Mar 25, 2015


A double feature puppet show put on at the Sharbot Lake branch of the Kingston Frontenac Public Library on March 20 attracted over 40 visitors - youngsters, parents and grandparents.

The show, which was in part celebrating World Puppetry Day (March 21) also provided entertainment to youngsters throughout the county at the tail of the March Break. The show was presented by two members of the programming and outreach staff at the KFPL, Brenda MacDonald and Huda Shaltry. They presented two performances, the first titled “The Mightiest”, based on a children’s picture book by Keiko Kaszo and the second, the traditional classic, “The Princess and the Pea” by Hans Christian Andersen.

Youngsters gathered around the festive satin-clad puppet theatre, which was set up in one corner of the library, and enjoyed the unfolding dramas. Many of the more uninhibited children offered up their comments as the plays unfolded.

Children love puppet shows and MacDonald said that she loves to see youngsters “light up” when watching the performances. She explained that the shows are another special way to bring literacy to youngsters. “Puppet shows are a special thing that children don't get to see every day and a new way to present a story to them - they offer up a new way for children to interact,” she said when I spoke to her prior to the performances.

Shaltry added, “A puppet show provides a new creative outlet for children and is a performance art that children, who may tend to be a bit shy, can still get involved in. It is a way that they can also be comfortable performing.” She added that a puppet show is a low cost, highly entertaining production that requires no technology and licensing. “It just requires our hands, our voices, the puppets and our portable theatre.”

MacDonald had been touring the show to various branches of the KFPL during the week of the March break to hundreds of youngsters.

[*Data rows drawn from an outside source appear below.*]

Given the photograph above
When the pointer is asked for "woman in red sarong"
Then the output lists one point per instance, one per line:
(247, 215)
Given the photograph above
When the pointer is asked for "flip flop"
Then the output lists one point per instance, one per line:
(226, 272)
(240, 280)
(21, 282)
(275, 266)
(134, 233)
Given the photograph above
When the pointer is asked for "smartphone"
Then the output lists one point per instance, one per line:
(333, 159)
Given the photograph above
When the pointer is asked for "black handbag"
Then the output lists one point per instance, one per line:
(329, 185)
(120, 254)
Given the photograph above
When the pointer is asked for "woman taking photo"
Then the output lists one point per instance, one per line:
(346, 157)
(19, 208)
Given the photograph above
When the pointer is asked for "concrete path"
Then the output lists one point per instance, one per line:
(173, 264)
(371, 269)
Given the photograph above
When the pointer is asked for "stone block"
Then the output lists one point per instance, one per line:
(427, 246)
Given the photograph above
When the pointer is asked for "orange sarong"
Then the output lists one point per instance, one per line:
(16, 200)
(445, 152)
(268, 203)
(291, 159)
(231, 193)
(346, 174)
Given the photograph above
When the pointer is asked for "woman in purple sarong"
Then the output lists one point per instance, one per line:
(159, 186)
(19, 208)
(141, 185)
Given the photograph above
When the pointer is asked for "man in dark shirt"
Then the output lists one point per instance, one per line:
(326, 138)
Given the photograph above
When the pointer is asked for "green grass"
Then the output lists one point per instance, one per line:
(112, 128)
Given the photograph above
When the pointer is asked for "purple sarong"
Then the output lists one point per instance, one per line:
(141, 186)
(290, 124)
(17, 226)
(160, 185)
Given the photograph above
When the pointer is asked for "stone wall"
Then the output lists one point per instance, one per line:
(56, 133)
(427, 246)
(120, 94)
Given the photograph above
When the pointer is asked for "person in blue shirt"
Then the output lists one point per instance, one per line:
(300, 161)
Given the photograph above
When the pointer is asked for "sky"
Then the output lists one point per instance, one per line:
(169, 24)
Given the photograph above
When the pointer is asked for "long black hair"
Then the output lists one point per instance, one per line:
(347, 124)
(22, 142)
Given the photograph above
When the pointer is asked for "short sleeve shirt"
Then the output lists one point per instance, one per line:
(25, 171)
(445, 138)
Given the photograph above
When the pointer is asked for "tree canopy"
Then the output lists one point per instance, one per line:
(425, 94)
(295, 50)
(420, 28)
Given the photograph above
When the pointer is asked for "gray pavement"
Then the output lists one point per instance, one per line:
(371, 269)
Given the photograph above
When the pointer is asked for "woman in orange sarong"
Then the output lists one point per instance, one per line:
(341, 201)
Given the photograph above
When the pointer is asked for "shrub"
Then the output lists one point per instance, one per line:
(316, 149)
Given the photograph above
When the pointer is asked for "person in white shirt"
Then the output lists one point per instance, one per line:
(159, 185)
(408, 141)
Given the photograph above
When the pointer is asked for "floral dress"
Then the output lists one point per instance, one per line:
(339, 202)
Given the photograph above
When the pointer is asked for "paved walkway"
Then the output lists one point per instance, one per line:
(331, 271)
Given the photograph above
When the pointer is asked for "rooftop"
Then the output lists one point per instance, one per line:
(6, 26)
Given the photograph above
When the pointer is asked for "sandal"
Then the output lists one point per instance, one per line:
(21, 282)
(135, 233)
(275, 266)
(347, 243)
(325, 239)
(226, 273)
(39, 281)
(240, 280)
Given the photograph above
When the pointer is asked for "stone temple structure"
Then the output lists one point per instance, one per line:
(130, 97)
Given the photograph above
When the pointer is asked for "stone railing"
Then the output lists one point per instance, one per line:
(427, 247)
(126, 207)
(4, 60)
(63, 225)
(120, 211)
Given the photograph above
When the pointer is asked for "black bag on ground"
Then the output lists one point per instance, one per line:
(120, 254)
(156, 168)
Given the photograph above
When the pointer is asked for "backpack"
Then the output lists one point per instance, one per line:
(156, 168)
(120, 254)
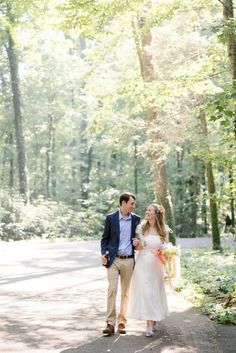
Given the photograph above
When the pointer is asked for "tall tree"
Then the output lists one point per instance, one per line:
(8, 9)
(228, 15)
(211, 189)
(143, 40)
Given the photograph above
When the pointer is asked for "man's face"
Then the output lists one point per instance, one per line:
(129, 205)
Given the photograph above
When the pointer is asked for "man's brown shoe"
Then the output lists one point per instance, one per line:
(121, 329)
(109, 330)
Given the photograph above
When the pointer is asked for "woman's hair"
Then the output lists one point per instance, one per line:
(125, 196)
(159, 223)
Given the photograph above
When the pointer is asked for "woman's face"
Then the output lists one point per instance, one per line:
(150, 213)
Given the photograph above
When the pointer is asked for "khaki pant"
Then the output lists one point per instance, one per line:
(124, 269)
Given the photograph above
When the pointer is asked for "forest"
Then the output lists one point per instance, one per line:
(100, 97)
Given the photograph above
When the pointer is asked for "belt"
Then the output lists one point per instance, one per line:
(125, 256)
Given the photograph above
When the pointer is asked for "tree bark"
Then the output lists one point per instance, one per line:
(143, 45)
(228, 14)
(49, 156)
(211, 190)
(18, 120)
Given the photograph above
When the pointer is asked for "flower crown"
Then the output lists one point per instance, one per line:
(160, 210)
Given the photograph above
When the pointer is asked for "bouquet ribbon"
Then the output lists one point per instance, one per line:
(160, 255)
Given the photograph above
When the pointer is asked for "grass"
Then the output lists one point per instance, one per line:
(209, 281)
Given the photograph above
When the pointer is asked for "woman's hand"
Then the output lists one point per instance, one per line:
(104, 260)
(137, 244)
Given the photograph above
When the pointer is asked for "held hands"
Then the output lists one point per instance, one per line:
(137, 244)
(104, 260)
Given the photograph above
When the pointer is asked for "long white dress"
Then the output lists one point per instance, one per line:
(147, 296)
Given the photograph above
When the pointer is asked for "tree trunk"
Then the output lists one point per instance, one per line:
(18, 121)
(203, 204)
(228, 14)
(211, 191)
(135, 168)
(143, 45)
(53, 163)
(49, 156)
(11, 162)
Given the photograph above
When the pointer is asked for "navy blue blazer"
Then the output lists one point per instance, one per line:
(111, 234)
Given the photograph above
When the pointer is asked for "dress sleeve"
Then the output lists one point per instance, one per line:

While the youngsters thoroughly immersed themselves in both performances, I was especially intrigued by the older-style puppets that were used in the second performance, The Princess and The Pea. These colourful, hand-crafted puppets are made of papier-mâché and are meticulously painted. They hearken back to puppets and shows that I had a chance to see when I was a child.

For puppet enthusiasts, World Puppetry Day is celebrated every March 21 and according to Wikipedia was begun by Dzhivada Zolfagariho, who in 2000 at the XVIII Congress of the Union Internationale de la Marionnette, (UNIMA) in Madgeburg, proposed the idea. Two years later, at a meeting of the International Council of UNIMA in Atlanta, the date of the celebration was decided and the first celebration took place in 2003.

Sara Carpenter, head librarian at the Sharbot Lake branch, was thrilled with the turnout for the special march Break event. “It's so great to be able to have had the performance here and we are hoping to have another one here again this summer. We are also hoping that the children who attended the show will be encouraged to come back to the library and enjoy what we have to offer them.”